Hi. Just got back from Oregon mountain/river country. Here are some thoughts about the lovely thing that is camping.

GOOD

Cooking: Sure, you can throw a can of baked beans on the coals and then later slurp it down, but I like to pack in a ton of reeeeally delicious food and then take my time preparing. Food is a huge comfort in the wilderness, especially if you’ve hiked to the point of physical exhaustion. Also, due to lack of TV and other time wasters, you have PLENTY of idle moments once camp is made to simmer up something good. It’s an art, cooking over the open fire or on a Coleman stove—learn it!

 

Campfires: The campfire is more than just a pile of incinerating wood. It’s warmth and comfort. It’s a gathering place for discourse and camaraderie. It’s a void where you can stare, solitarily, and contemplate what’s inside yourself.

 

Mornings: Mornings are my absolute favorite thing about camping, hands down. Waking up with the dawn, the way the forest smells all wet with dew, the richness and snap of hot camp coffee, a fire to fight off the chill, the sounds and smells of breakfast floating through the campground, the way the sun feels when it hits your back for the first time that day. Magic—all of it.

BAD

 

Sleeping: I usually spend the daytimes of camping trips in a haze of cottony sleep deprivation. This is because overnighting on an inch thick pad with nothing ‘tween you and the savage wilderness but a thin layer of ripstop nylon is, for a light sleeper like me, next to impossible. If you’re car camping, air mattresses are a go until they get a hole and then you wake up wedged in between gnarled tree roots and the heavy body of whoever you are sharing the tent with. Not fun.

 

Being Scared: Lance and I backpacked in a couple miles and set up camp. After dinner and fire, we were inside our sleeping bags tittering like chipmunks about stupid jokes when suddenly something whacked the side of the tent. I have no idea what it was—it sounded like a psycho killer had thwacked the tent with the dull end of his machete. We were both instantly and oddly terrified. And shining a dollar-store flashlight out into the pitch dark didn’t help—it just brought to mind desperate scenes from horror movies.
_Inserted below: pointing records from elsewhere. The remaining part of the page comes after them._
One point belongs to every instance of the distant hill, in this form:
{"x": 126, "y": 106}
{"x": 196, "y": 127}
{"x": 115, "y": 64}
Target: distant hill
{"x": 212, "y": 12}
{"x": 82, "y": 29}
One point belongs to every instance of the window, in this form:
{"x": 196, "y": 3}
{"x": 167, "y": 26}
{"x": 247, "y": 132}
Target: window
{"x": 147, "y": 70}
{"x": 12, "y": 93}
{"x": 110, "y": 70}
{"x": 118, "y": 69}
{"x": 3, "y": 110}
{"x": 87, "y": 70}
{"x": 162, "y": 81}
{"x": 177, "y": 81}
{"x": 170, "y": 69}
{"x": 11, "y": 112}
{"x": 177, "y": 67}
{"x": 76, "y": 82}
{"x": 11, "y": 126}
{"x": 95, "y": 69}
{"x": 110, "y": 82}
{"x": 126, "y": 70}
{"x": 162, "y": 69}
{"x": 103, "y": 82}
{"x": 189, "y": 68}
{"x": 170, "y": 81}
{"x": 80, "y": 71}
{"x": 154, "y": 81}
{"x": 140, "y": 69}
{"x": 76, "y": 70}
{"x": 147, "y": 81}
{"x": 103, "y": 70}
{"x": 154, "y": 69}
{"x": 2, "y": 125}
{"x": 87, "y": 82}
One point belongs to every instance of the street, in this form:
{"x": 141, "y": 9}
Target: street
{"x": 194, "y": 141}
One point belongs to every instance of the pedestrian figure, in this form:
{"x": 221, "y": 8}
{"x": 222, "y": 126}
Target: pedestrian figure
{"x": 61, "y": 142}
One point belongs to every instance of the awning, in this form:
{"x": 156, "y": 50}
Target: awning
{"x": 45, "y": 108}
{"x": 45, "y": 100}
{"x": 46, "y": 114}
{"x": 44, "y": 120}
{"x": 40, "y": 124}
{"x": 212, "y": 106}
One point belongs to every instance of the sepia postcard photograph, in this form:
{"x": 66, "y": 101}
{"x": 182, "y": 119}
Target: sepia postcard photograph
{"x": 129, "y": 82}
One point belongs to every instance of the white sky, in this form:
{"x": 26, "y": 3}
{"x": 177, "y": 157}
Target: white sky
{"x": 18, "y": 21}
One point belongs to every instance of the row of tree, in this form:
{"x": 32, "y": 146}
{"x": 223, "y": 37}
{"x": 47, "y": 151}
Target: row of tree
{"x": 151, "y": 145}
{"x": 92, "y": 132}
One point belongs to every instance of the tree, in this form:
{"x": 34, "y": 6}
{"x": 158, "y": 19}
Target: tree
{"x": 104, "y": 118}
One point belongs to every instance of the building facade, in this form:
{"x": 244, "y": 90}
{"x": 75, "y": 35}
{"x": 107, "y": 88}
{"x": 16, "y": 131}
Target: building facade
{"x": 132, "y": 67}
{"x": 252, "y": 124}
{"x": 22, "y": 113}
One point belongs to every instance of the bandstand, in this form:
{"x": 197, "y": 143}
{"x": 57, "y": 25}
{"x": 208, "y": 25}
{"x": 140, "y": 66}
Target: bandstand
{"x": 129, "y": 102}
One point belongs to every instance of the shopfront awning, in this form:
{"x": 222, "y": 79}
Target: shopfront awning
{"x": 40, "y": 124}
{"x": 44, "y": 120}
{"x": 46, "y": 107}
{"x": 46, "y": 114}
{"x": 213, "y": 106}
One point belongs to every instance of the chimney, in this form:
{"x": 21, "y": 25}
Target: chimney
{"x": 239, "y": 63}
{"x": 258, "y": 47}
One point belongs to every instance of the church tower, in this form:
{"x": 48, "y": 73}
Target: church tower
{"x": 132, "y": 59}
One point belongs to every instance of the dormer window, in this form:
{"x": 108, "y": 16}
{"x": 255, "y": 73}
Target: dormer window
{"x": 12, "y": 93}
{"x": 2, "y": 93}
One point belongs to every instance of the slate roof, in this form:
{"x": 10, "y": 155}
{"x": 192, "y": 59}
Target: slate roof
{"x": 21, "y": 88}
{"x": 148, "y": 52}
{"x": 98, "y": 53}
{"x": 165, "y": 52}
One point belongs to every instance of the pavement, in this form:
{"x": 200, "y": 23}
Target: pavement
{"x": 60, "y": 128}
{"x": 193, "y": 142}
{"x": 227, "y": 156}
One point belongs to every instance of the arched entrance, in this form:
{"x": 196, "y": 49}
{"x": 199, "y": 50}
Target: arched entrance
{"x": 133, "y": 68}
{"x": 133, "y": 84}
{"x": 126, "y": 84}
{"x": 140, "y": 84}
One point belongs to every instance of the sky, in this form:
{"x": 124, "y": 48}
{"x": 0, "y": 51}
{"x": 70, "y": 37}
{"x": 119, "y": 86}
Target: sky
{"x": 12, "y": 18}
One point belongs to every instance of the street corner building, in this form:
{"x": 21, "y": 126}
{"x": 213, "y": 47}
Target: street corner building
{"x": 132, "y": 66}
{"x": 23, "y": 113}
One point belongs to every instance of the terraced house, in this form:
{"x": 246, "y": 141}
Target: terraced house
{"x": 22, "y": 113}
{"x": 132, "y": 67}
Now, in the daylight, in the city, we can laugh about it—but at the time … pretty skeeeery.

 

Bathroom Things: Sure, guys can whip it out and take a leak wherever they want—and ultimately, it’s not so bad for us females to tip toe behind a tree and do the same. But when it comes to OTHER bathroom things that need to get done—things involving toilet paper and small, furtive holes being dug and then quickly filled back in with dirt and leaves—doing this in the outdoors just, well, sucks.